Non a caso, nel discorso di Milano Draghi torna più volte sul tema delle “scelte rischiose e coraggiose” che i governi dovranno compiere: investire insieme su infrastrutture digitali europee, armonizzare regole e standard, facilitare la nascita di campioni industriali in settori chiave come cloud, semiconduttori, cyber–sicurezza, supercalcolo e IA generativa.

La scommessa finale: fare dell’AI il motore di una nuova Europa

Alla fine, il messaggio che parte dall’aula del Politecnico è tanto semplice quanto radicale: l’Europa può ancora scegliere. Può restare un grande mercato regolato che consuma tecnologie prodotte altrove, oppure può diventare uno dei poli della nuova economia dell’intelligenza artificiale.

Nel primo scenario, la combinazione di invecchiamento demografico, bassa produttività e alto debito porterebbe a una lunga stagione di stagnazione, con conflitti crescenti sulla distribuzione di risorse scarse. Nel secondo, l’IA diventerebbe il moltiplicatore di produttività necessario per sostenere stato sociale, transizione verde e sicurezza, offrendo ai giovani un orizzonte di opportunità paragonabile a quello dei loro coetanei americani e asiatici.

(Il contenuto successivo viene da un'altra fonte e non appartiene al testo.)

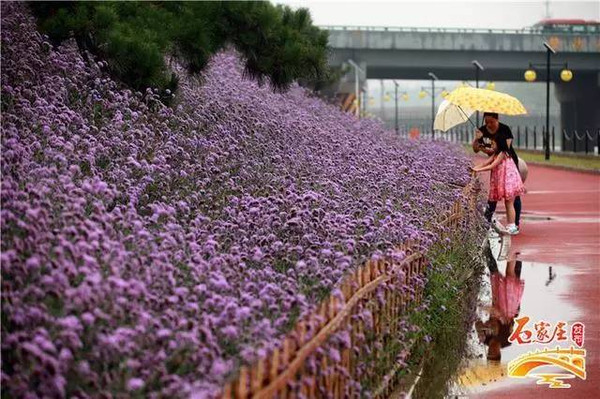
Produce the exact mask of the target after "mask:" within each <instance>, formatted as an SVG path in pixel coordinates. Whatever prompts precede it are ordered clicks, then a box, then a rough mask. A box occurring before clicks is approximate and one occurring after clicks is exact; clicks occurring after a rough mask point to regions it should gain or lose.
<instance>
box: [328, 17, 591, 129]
mask: <svg viewBox="0 0 600 399" xmlns="http://www.w3.org/2000/svg"><path fill="white" fill-rule="evenodd" d="M321 28H322V29H325V30H327V31H328V32H329V45H330V47H331V50H332V52H331V55H330V65H332V66H342V65H344V64H345V63H346V62H347V60H348V59H352V60H354V61H355V62H356V63H357V64H359V65H360V66H361V68H362V69H363V70H364V73H361V74H360V77H359V79H360V85H361V87H364V83H365V82H366V79H419V80H425V79H428V78H429V77H428V75H427V73H428V72H433V73H435V75H436V76H437V77H438V78H439V79H441V80H473V79H474V75H475V72H474V66H473V65H472V63H471V61H472V60H475V59H476V60H478V61H479V62H480V63H481V64H483V65H484V67H485V71H483V72H482V73H480V79H483V80H494V81H521V82H522V81H524V78H523V73H524V72H525V70H527V69H528V67H529V64H530V63H534V64H545V62H546V49H545V47H544V46H543V42H548V43H549V44H550V45H551V46H552V47H553V48H554V49H556V50H557V53H556V54H555V55H553V56H552V58H551V62H552V63H553V64H564V63H568V66H569V69H571V70H572V71H573V80H572V81H571V82H568V83H565V82H562V81H561V80H560V78H559V73H560V70H561V69H562V66H561V65H553V68H552V70H551V81H552V82H554V83H555V84H556V97H557V100H558V101H559V103H560V105H561V125H562V128H564V129H569V130H571V129H573V130H574V129H584V128H595V127H598V126H600V112H598V110H600V32H597V33H582V34H573V33H566V32H565V33H563V32H545V31H539V30H533V29H519V30H514V29H512V30H509V29H458V28H457V29H448V28H391V27H387V28H386V27H349V26H325V27H321ZM536 69H537V70H538V80H539V81H545V67H540V66H536ZM351 72H352V71H351ZM339 91H341V92H344V93H349V94H350V93H354V73H348V74H347V75H346V76H345V77H344V78H343V79H342V82H341V85H340V88H339Z"/></svg>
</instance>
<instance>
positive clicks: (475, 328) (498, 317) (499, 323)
mask: <svg viewBox="0 0 600 399" xmlns="http://www.w3.org/2000/svg"><path fill="white" fill-rule="evenodd" d="M488 266H489V268H490V273H491V276H490V280H491V285H492V308H491V310H490V318H489V320H488V321H486V322H485V323H484V322H483V321H481V320H478V321H477V322H476V323H475V329H476V330H477V334H478V336H479V341H480V342H482V343H484V344H485V345H487V346H488V353H487V358H488V360H496V361H499V360H500V357H501V354H500V350H501V349H502V348H505V347H507V346H509V345H510V342H508V337H509V336H510V334H511V332H512V328H513V325H514V319H515V317H517V316H518V315H519V311H520V309H521V307H520V304H521V298H522V297H523V289H524V287H525V282H524V281H523V280H521V279H520V277H521V267H522V263H521V261H520V260H511V261H508V262H507V264H506V273H505V274H506V276H503V275H502V274H501V273H500V272H499V271H498V266H497V264H496V261H495V260H494V261H493V262H488Z"/></svg>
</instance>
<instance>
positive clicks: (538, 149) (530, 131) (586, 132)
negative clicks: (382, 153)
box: [388, 121, 600, 156]
mask: <svg viewBox="0 0 600 399" xmlns="http://www.w3.org/2000/svg"><path fill="white" fill-rule="evenodd" d="M388 128H389V129H392V128H391V127H389V126H388ZM512 133H513V136H514V139H513V146H514V147H515V148H516V149H524V150H538V151H541V150H543V149H544V148H545V134H544V133H545V127H541V128H540V129H538V127H537V126H534V127H533V128H530V127H529V126H525V128H523V129H522V128H521V126H517V127H516V128H513V129H512ZM399 134H400V136H402V137H412V138H417V137H420V138H424V139H430V138H431V137H432V134H431V122H427V121H423V122H419V123H411V124H408V125H406V124H403V125H400V126H399ZM474 135H475V133H474V130H473V129H472V128H470V127H465V126H459V127H456V128H452V129H450V130H449V131H447V132H444V133H442V132H440V131H436V132H435V135H433V137H435V139H436V140H445V141H451V142H455V143H462V144H471V143H472V142H473V139H474ZM549 138H550V151H551V152H552V153H557V154H559V153H562V152H568V153H577V154H586V155H595V156H599V155H600V128H595V129H583V130H573V131H567V130H566V129H563V130H562V131H560V129H555V127H554V126H552V127H551V129H550V137H549Z"/></svg>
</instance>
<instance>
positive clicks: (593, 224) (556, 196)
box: [476, 161, 600, 399]
mask: <svg viewBox="0 0 600 399" xmlns="http://www.w3.org/2000/svg"><path fill="white" fill-rule="evenodd" d="M476 162H477V163H479V161H476ZM480 175H481V177H482V180H484V181H485V183H484V184H487V181H488V178H487V177H486V176H483V174H480ZM526 187H527V190H528V191H527V193H526V194H525V195H524V196H522V197H521V199H522V203H523V214H522V222H521V234H519V235H517V236H514V237H513V238H512V246H511V251H512V252H513V256H516V258H517V259H521V260H523V261H528V262H543V263H547V264H556V265H564V266H566V267H568V268H569V269H572V271H573V273H570V275H569V276H570V277H568V278H569V279H570V281H569V283H570V284H569V286H570V287H571V289H570V290H569V291H568V292H567V293H566V294H565V295H563V296H562V297H561V298H560V300H561V301H565V302H566V303H567V304H568V305H569V306H574V307H576V308H577V309H579V311H580V313H581V314H582V316H581V317H580V319H581V320H580V321H582V322H583V323H584V324H585V343H584V348H585V349H586V350H587V356H586V370H587V379H586V380H585V381H581V380H571V381H572V383H571V388H569V389H549V388H548V387H547V386H545V385H544V386H540V385H536V384H535V380H534V379H532V380H531V382H530V384H527V385H523V384H519V385H517V384H514V385H509V386H508V387H506V386H504V387H503V388H502V389H501V390H498V389H496V390H491V391H487V392H484V393H482V394H480V395H477V397H485V398H538V397H540V398H542V397H543V398H544V399H550V398H600V174H590V173H583V172H574V171H567V170H560V169H554V168H548V167H543V166H536V165H530V167H529V176H528V179H527V182H526ZM498 211H499V213H502V212H503V211H504V206H503V205H501V204H498ZM548 218H549V219H548ZM500 219H501V220H502V218H500ZM540 272H542V271H540Z"/></svg>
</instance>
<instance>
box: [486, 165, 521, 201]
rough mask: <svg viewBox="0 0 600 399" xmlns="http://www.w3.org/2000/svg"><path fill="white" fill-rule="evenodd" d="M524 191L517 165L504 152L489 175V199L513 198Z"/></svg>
mask: <svg viewBox="0 0 600 399" xmlns="http://www.w3.org/2000/svg"><path fill="white" fill-rule="evenodd" d="M523 193H525V186H524V185H523V181H521V175H519V170H518V169H517V165H515V162H514V161H513V160H512V158H511V157H510V156H508V155H506V154H505V158H504V159H503V160H502V162H500V163H499V164H498V165H496V167H495V168H494V169H492V172H491V175H490V195H489V198H488V199H489V200H490V201H501V200H507V199H514V198H515V197H517V196H519V195H521V194H523Z"/></svg>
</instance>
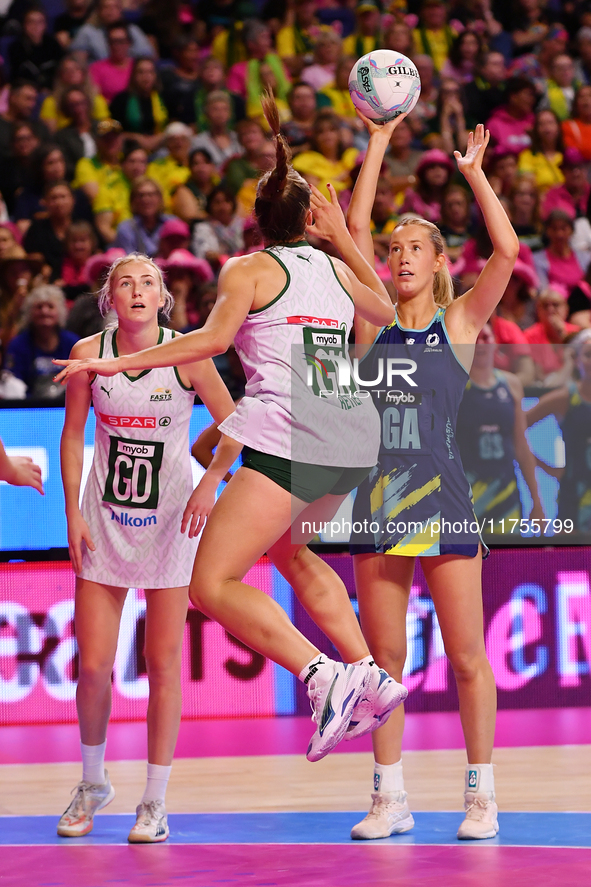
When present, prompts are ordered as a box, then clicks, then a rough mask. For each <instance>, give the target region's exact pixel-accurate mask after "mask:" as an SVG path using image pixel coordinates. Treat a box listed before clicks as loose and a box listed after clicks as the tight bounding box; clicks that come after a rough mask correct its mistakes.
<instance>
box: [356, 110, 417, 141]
mask: <svg viewBox="0 0 591 887" xmlns="http://www.w3.org/2000/svg"><path fill="white" fill-rule="evenodd" d="M355 113H356V114H357V116H358V117H359V119H360V120H361V121H362V123H363V124H364V126H365V128H366V129H367V131H368V133H369V136H370V138H371V136H373V135H376V136H381V137H383V138H384V139H386V140H387V141H388V142H389V141H390V139H391V137H392V133H393V132H394V130H395V129H396V127H397V126H398V124H399V123H400V121H401V120H404V118H405V117H407V116H408V111H405V112H404V113H403V114H399V115H398V117H395V118H394V119H393V120H387V121H386V123H376V122H375V121H374V120H370V119H369V117H366V116H365V114H362V113H361V111H360V110H359V108H355Z"/></svg>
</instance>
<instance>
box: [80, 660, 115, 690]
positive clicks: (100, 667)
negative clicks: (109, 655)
mask: <svg viewBox="0 0 591 887" xmlns="http://www.w3.org/2000/svg"><path fill="white" fill-rule="evenodd" d="M112 670H113V662H112V661H111V660H106V659H99V658H86V659H85V658H83V657H80V662H79V665H78V685H79V686H80V685H82V686H84V685H87V686H96V687H100V686H101V685H103V684H105V685H106V684H108V682H109V681H110V680H111V672H112Z"/></svg>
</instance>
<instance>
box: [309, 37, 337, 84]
mask: <svg viewBox="0 0 591 887" xmlns="http://www.w3.org/2000/svg"><path fill="white" fill-rule="evenodd" d="M341 51H342V41H341V38H340V37H339V35H338V34H337V33H336V32H335V31H323V32H322V33H321V34H320V35H319V36H318V39H317V41H316V45H315V46H314V62H313V63H312V64H311V65H308V66H307V67H306V68H304V70H303V71H302V73H301V74H300V80H301V81H302V83H307V84H308V85H309V86H312V87H313V88H314V89H315V90H316V91H318V90H320V89H323V88H324V87H325V86H334V83H335V77H336V72H337V62H338V60H339V58H340V55H341Z"/></svg>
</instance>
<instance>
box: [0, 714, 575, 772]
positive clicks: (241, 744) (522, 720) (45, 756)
mask: <svg viewBox="0 0 591 887" xmlns="http://www.w3.org/2000/svg"><path fill="white" fill-rule="evenodd" d="M311 733H312V723H311V721H310V720H309V719H308V718H302V717H293V718H292V717H278V718H245V719H232V720H211V721H210V720H199V721H183V723H182V724H181V730H180V734H179V741H178V744H177V749H176V757H177V758H197V757H199V758H202V757H228V756H241V755H246V756H248V755H281V754H284V755H285V754H304V753H305V751H306V748H307V745H308V741H309V739H310V736H311ZM108 736H109V738H108V746H107V754H108V758H109V759H110V760H130V759H132V760H134V759H135V760H141V759H143V758H145V757H146V725H145V723H144V722H141V721H136V722H130V723H120V722H115V723H112V724H110V725H109V733H108ZM589 744H591V709H589V708H560V709H559V708H553V709H516V710H503V711H500V712H499V713H498V716H497V731H496V746H497V748H503V747H505V748H511V747H523V746H536V745H538V746H539V745H544V746H549V745H589ZM403 747H404V749H405V750H407V751H419V750H429V749H442V748H463V747H464V742H463V737H462V731H461V727H460V719H459V716H458V714H457V713H456V712H441V713H439V712H429V713H422V714H408V715H407V716H406V727H405V733H404V744H403ZM370 750H371V738H370V737H369V736H367V737H364V738H363V739H359V740H355V741H353V742H341V743H340V745H339V746H338V748H337V749H336V753H337V754H338V753H339V752H356V751H364V752H366V751H370ZM79 759H80V739H79V734H78V727H77V725H75V724H63V725H57V724H51V725H45V726H26V727H3V728H2V745H1V747H0V764H31V763H59V762H65V761H78V760H79Z"/></svg>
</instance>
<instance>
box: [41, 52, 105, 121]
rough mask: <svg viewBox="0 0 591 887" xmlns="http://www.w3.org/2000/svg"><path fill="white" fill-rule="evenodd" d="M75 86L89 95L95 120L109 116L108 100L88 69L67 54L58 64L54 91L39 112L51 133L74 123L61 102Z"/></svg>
mask: <svg viewBox="0 0 591 887" xmlns="http://www.w3.org/2000/svg"><path fill="white" fill-rule="evenodd" d="M74 86H75V87H77V88H78V89H80V90H81V91H82V92H83V93H84V94H85V96H86V97H87V99H88V103H89V106H90V109H91V116H92V118H93V120H106V119H107V118H108V116H109V106H108V104H107V101H106V99H105V97H104V96H102V95H101V94H100V92H99V91H98V89H97V88H96V85H95V84H94V82H93V81H92V79H91V77H90V75H89V73H88V70H87V69H86V68H85V67H84V66H83V65H82V64H81V62H80V61H79V60H78V59H77V58H75V57H74V56H72V55H67V56H65V57H64V58H63V59H62V60H61V62H60V63H59V65H58V69H57V72H56V75H55V80H54V81H53V92H52V93H51V94H50V95H48V96H46V98H45V99H44V100H43V104H42V105H41V110H40V112H39V117H40V119H41V120H42V121H43V122H44V123H45V125H46V126H47V128H48V130H49V131H50V132H51V133H54V132H56V130H58V129H63V128H64V127H66V126H70V124H71V123H72V118H71V117H68V116H67V115H65V114H64V113H63V111H62V110H61V104H62V99H63V98H64V96H65V94H66V92H67V91H68V90H69V89H72V88H73V87H74Z"/></svg>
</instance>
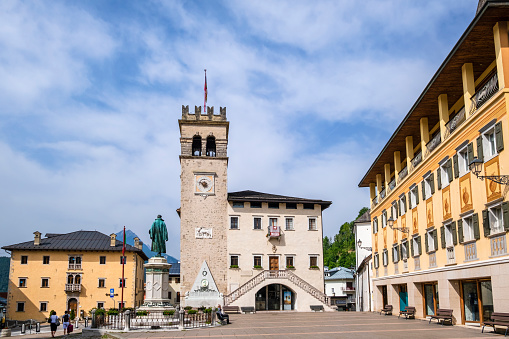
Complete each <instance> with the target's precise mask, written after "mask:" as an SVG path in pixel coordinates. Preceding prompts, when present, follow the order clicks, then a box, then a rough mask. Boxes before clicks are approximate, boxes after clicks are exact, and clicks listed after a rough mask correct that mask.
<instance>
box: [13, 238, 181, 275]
mask: <svg viewBox="0 0 509 339" xmlns="http://www.w3.org/2000/svg"><path fill="white" fill-rule="evenodd" d="M123 233H124V232H123V231H120V232H118V233H116V234H117V240H120V241H122V237H123ZM136 237H138V238H140V240H141V237H140V236H138V235H137V234H136V233H134V232H133V231H131V230H128V229H126V230H125V242H126V243H127V244H128V245H131V246H134V238H136ZM142 241H143V240H142ZM143 252H144V253H145V254H146V255H147V257H149V258H152V257H154V256H156V255H157V253H155V252H152V251H151V250H150V247H148V246H147V245H146V244H145V242H143ZM163 257H165V258H166V260H168V263H170V264H171V263H176V262H178V261H179V260H178V259H177V258H175V257H172V256H171V255H168V254H163ZM7 273H9V271H7ZM7 277H9V276H8V275H7Z"/></svg>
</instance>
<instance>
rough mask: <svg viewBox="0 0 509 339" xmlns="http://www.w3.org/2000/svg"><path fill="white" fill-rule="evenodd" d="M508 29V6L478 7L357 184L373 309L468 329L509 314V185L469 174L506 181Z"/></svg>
mask: <svg viewBox="0 0 509 339" xmlns="http://www.w3.org/2000/svg"><path fill="white" fill-rule="evenodd" d="M508 22H509V6H508V5H507V2H503V3H502V2H500V1H484V0H482V1H480V2H479V6H478V11H477V14H476V16H475V18H474V19H473V21H472V23H471V24H470V25H469V26H468V28H467V30H466V31H465V33H464V34H463V35H462V36H461V38H460V40H459V41H458V42H457V44H456V45H455V46H454V48H453V50H452V51H451V52H450V53H449V55H448V56H447V58H446V59H445V60H444V62H443V63H442V65H441V66H440V68H439V69H438V71H437V72H436V73H435V75H434V76H433V78H432V79H431V81H430V82H429V84H428V86H427V87H426V89H425V90H424V92H422V93H421V94H420V96H419V97H418V99H417V101H416V102H415V104H414V105H413V107H412V109H411V110H410V111H409V112H408V114H407V115H406V117H405V118H404V120H403V121H402V122H401V124H400V125H399V126H398V128H397V129H396V131H395V132H394V134H393V135H392V136H391V138H390V140H389V141H388V142H387V144H386V145H385V146H384V147H383V149H382V151H381V152H380V154H379V155H378V157H377V158H376V160H375V161H374V162H373V164H372V165H371V167H370V168H369V170H368V171H367V173H366V174H365V176H364V178H363V179H362V180H361V182H360V183H359V186H360V187H369V188H370V193H371V218H372V228H373V235H372V241H373V253H372V254H373V263H374V276H373V284H374V293H373V299H374V300H373V302H374V308H375V309H381V308H382V307H383V305H386V304H391V305H393V307H394V309H395V310H396V311H399V310H400V309H402V308H404V307H405V306H406V305H408V306H414V307H416V309H417V317H426V316H427V315H433V314H435V313H436V311H437V309H438V308H446V309H452V310H453V316H454V322H455V323H463V324H465V323H467V324H479V323H480V322H482V321H483V320H486V319H487V318H489V316H490V314H491V313H492V312H509V303H508V300H509V289H508V288H507V285H506V282H507V279H508V278H509V256H508V255H507V237H506V232H507V230H508V229H509V204H508V202H507V200H508V197H507V192H508V190H509V188H508V187H509V186H506V185H500V184H498V183H496V182H494V181H492V180H484V181H482V180H480V179H479V178H478V177H476V176H475V175H474V174H473V173H471V172H470V170H469V167H468V165H469V164H470V162H471V161H472V160H473V159H474V157H477V158H479V159H480V160H482V162H483V167H482V173H481V175H488V176H492V175H495V176H497V175H500V174H509V145H508V146H507V147H506V146H505V144H507V142H508V140H509V133H508V131H509V130H508V128H509V119H508V114H507V109H508V100H509V38H508V29H509V23H508ZM391 224H393V225H392V227H391ZM394 313H395V314H398V312H394Z"/></svg>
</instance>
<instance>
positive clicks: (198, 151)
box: [193, 135, 201, 157]
mask: <svg viewBox="0 0 509 339" xmlns="http://www.w3.org/2000/svg"><path fill="white" fill-rule="evenodd" d="M193 156H197V157H199V156H201V137H200V136H199V135H195V136H194V137H193Z"/></svg>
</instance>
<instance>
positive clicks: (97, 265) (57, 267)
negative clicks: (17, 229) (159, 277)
mask: <svg viewBox="0 0 509 339" xmlns="http://www.w3.org/2000/svg"><path fill="white" fill-rule="evenodd" d="M34 235H35V237H34V240H32V241H28V242H23V243H20V244H15V245H10V246H4V247H2V249H4V250H7V251H10V252H11V265H10V271H9V287H8V295H7V318H8V319H11V320H26V319H36V320H40V321H43V320H44V319H45V318H47V317H48V316H49V312H50V311H51V310H55V311H56V312H57V314H58V315H60V314H63V313H64V311H65V310H72V309H73V310H74V311H75V313H76V314H77V316H79V315H80V314H83V315H86V314H87V313H88V311H90V310H91V309H92V308H96V307H104V308H113V307H114V308H118V307H119V306H120V305H121V304H120V301H121V294H122V292H121V286H122V242H121V241H118V240H116V235H115V234H112V235H110V236H107V235H105V234H102V233H100V232H97V231H77V232H72V233H67V234H46V238H42V239H41V233H40V232H34ZM124 260H125V265H124V279H125V282H124V293H123V295H124V305H125V307H135V306H140V305H141V304H143V298H144V289H143V263H144V261H145V260H148V258H147V256H146V255H145V254H144V253H143V251H142V243H141V242H140V241H139V239H138V238H135V246H134V247H133V246H129V245H126V252H125V258H124ZM110 289H114V293H113V294H114V296H113V298H111V297H110ZM82 312H83V313H82Z"/></svg>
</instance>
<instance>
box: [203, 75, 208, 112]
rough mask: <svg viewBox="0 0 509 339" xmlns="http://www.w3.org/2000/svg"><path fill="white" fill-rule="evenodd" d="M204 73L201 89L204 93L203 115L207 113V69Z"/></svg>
mask: <svg viewBox="0 0 509 339" xmlns="http://www.w3.org/2000/svg"><path fill="white" fill-rule="evenodd" d="M204 71H205V87H203V91H204V92H205V98H204V100H203V113H207V92H208V91H207V69H204Z"/></svg>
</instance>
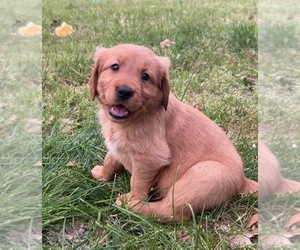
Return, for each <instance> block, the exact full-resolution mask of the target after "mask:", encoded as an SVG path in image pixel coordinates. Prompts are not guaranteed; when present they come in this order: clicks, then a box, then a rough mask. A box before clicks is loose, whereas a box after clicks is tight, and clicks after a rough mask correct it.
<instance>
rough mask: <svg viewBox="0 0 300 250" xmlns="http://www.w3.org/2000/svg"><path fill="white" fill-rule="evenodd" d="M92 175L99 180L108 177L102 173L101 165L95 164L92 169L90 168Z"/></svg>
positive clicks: (101, 179) (102, 170) (102, 169)
mask: <svg viewBox="0 0 300 250" xmlns="http://www.w3.org/2000/svg"><path fill="white" fill-rule="evenodd" d="M91 173H92V176H93V177H94V178H95V179H96V180H99V181H107V180H108V179H107V178H106V177H105V176H104V174H103V166H100V165H96V166H95V167H94V168H93V169H92V170H91Z"/></svg>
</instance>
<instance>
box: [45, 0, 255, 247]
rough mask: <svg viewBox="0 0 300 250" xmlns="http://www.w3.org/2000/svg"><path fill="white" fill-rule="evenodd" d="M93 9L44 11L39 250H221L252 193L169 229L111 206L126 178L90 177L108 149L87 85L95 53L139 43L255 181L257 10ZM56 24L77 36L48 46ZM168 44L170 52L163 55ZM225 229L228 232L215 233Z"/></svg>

Draghi sceglie il luogo simbolo dell’ingegneria italiana per ricordare che questa scelta non è scritta in nessun manuale. Dipende da ciò che Europa, governi, imprese e cittadini decideranno di fare adesso. L’intelligenza artificiale, ribadisce, “non è destinata a salvarci da tutti i nostri problemi, ma può aiutarci enormemente se avremo il coraggio di usarla bene”.